This Holocaust Memorial Day marks 78 years since the liberation of Auschwitz-Birkenau concentration camp. Every year on this day, the same promise is made: “Never Again,” to remember those lost and to be vigilant to the enduring threat of fascism. Yet, through the creation of Holocaust public memory, the biases of society have threatened to erase certain parts of the narrative.
The experience of LGBTQ+ people under Nazism can be diminished in historical narratives. While the vast majority of victims were Jews, many minority groups, such as Roma, Jehovah's Witnesses, people with disabilities and LGBTQ+ people, were persecuted. Even as a queer Jewish person, I didn’t learn about the experiences of these groups until much later in my Holocaust education. Public memory is not a zero-sum game. To remember LGBTQ+ peoples experience in the Holocaust is to not to detract from the importance of Jewish memory, or any other affected group.
In Germany, even before the war, a law called Paragraph 175 criminalised homosexuality. Despite this, cities like Berlin had well-established queer scenes. When Hitler rose to power, he painted homosexuality as a threat to the continuation of the Aryan race, banning all gay and lesbian organisations and beginning the strict enforcement of Paragraph 175. While Paragraph 175 only outlawed homosexuality for men, other queer people suffered greatly during the Holocaust. Many endured abuse, the destruction of their communities and some faced imprisonment.
In the same way that Jewish prisoners were made to wear yellow stars, gay male inmates were labelled with upside-down pink triangles to identify them. Many were castrated and subjected to inhumane experiments. Their death rate is thought to have been higher than any other prisoner groups.
The exact numbers are not known, but it’s thought that around 100,000 gay and bisexual men were arrested between 1933 and 1945 and somewhere between 5,000 and 15,000 men were taken to concentration camps. These are just the inmates who were specifically recorded as being incarcerated for their sexuality. Undoubtedly, there were more members of the LGBTQ+ community incarcerated in camps, but without their sexuality or gender identity having been recorded as the reason, we’ll never know the accurate number. It’s more likely these people were labelled as political prisoners or ‘asocial’. For this reason, along with poor record keeping and a lack of research funding, the knowledge around the experience and treatment of other queer groups is relatively unknown.
At the end of the war, liberation for gay survivors was only partial. They re-entered a society where their sexuality was still criminalised. Some were even re-arrested under Paragraph 175 and made to serve further sentences. Unsurprisingly, few survivors felt safe enough to come forward and recount the horrors they experienced. Paragraph 175 remained in law in West Germany until 1994.
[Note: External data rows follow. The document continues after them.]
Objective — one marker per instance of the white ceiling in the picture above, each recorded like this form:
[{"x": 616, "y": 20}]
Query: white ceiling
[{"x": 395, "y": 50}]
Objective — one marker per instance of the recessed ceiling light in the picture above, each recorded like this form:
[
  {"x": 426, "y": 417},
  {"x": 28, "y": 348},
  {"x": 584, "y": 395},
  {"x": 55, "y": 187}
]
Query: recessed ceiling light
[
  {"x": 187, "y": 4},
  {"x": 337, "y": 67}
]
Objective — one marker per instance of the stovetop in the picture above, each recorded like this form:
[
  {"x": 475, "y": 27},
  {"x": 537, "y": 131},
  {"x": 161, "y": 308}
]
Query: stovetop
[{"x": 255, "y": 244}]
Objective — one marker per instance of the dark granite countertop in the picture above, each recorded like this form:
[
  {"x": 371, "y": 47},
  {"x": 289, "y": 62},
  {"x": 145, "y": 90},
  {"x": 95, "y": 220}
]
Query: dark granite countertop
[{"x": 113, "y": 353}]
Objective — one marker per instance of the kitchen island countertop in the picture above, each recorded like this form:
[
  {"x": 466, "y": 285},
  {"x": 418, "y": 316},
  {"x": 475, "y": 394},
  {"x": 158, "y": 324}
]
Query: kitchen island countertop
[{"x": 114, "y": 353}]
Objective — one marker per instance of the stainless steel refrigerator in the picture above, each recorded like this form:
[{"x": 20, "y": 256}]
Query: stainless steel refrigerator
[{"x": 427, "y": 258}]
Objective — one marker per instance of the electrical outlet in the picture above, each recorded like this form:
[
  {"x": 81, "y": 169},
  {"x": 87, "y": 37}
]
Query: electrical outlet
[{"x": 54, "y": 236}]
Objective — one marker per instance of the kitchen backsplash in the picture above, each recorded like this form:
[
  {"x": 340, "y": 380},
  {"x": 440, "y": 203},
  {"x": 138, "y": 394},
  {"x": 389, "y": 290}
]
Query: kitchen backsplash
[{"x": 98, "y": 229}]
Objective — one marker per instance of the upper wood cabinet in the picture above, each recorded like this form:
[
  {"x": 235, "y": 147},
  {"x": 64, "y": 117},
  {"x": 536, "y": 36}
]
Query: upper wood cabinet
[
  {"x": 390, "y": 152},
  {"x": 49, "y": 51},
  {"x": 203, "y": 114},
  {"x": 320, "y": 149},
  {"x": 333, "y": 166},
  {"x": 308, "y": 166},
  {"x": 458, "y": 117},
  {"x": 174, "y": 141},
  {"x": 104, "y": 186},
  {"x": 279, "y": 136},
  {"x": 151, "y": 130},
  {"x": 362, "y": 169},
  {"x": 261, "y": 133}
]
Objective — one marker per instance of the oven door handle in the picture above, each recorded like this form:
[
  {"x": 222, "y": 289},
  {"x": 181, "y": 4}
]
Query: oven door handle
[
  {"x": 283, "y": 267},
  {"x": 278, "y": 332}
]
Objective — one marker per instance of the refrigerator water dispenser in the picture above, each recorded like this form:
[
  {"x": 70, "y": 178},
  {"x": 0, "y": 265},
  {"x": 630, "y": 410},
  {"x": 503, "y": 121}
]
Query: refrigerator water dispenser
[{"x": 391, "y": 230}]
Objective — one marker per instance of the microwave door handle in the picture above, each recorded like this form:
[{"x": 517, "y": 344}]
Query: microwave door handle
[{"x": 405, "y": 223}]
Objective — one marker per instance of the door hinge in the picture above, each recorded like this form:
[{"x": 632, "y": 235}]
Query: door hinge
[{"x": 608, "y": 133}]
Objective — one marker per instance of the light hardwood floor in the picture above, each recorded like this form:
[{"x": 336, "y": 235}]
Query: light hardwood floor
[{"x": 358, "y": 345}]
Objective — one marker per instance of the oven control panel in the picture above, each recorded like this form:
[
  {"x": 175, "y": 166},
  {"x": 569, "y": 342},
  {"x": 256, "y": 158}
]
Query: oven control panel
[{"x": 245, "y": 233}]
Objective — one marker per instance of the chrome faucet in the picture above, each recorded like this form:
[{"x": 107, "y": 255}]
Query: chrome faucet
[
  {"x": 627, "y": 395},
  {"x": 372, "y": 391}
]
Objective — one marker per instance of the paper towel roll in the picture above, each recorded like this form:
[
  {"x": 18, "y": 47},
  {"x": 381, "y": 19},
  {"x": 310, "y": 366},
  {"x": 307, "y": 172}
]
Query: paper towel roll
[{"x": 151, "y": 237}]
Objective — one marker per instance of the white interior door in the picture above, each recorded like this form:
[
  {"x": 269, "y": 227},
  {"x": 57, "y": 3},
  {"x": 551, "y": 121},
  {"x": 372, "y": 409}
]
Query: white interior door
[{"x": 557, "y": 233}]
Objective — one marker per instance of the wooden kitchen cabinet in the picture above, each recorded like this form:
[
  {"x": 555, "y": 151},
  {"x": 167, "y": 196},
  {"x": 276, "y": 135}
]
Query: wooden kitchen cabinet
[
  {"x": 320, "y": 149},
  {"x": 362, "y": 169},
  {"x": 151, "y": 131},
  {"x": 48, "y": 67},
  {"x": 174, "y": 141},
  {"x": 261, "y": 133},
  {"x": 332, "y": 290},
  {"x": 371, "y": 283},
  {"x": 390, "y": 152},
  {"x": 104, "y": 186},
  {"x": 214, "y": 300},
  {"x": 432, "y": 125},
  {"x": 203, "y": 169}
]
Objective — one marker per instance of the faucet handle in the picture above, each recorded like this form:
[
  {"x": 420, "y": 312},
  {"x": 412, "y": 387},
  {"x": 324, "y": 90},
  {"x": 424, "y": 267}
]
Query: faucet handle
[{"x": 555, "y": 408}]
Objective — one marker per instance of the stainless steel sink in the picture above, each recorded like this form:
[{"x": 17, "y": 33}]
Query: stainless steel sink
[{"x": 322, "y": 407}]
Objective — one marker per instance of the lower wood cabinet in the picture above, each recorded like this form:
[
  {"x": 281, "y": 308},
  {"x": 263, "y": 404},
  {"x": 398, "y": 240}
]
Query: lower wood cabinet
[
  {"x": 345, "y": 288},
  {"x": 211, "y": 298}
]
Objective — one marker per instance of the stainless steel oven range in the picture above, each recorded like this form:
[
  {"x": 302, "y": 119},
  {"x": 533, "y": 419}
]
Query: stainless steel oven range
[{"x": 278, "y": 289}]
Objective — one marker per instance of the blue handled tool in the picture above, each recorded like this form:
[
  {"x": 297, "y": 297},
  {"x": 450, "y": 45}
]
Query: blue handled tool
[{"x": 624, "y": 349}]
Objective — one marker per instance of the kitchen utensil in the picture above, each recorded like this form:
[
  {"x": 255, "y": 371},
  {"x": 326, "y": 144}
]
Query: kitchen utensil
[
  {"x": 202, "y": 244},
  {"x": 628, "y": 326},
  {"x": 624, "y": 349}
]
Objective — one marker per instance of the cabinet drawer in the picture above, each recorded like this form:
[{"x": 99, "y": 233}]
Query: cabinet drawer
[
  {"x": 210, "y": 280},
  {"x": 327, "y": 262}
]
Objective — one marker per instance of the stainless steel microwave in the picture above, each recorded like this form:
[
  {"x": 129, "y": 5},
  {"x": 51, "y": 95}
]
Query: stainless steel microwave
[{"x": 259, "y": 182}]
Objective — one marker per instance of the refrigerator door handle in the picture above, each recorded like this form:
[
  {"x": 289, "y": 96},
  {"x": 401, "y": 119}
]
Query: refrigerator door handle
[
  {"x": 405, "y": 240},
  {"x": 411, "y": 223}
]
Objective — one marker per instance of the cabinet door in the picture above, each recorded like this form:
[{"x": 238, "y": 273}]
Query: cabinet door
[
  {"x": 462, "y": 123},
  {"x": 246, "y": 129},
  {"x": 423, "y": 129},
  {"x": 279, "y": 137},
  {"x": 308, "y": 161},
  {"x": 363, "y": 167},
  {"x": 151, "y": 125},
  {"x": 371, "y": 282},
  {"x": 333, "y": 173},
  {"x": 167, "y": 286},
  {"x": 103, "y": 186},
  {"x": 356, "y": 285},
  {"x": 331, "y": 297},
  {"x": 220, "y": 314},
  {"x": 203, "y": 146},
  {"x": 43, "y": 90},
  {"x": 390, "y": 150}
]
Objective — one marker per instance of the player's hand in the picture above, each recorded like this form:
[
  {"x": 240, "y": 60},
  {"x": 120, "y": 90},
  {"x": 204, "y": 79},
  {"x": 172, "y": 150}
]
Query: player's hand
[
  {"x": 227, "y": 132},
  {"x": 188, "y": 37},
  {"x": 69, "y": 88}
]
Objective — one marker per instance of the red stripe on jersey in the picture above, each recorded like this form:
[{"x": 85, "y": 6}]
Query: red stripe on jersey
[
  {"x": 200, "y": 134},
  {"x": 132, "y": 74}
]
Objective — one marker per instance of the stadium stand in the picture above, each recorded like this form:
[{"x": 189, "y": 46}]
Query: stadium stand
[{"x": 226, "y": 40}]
Queer victims of the Holocaust have faced double erasure—first from participating in society and subsequently from the narrative of Holocaust memory. Their high death rates in the camps, the enduring climate of homophobia that supressed their stories and a lack of research funding has threatened to erase the queer experience of the Holocaust.
Public memory is constructed. Its narrative is shaped and designed by acts of remembering: writing books, erecting monuments, conversations. The memory of queer people during the Holocaust has already been put under irreparable strain, asserting the importance of acts of remembrance in their name.
The first German memorial dedicated to the homosexual victims of the Holocaust was the Frankfurt Angel, in 1994: a cast of a Gothic angel, with its head severed and reattached slightly askew. The inscription reads:
“Homosexual men and women were persecuted and murdered in Nazi Germany. The crimes were denied, the dead concealed, the survivors scorned and prosecuted. We remember this, in the awareness that men who love men and women who love women still face persecution.”
The tragic intersection of hate and persecution did not end with the Nazi regime. Today both antisemitic and homophobic hate crimes are on the rise. It is more critical than ever to remember all the victims of Hitler’s fascism and stand against all forms of racism and discrimination.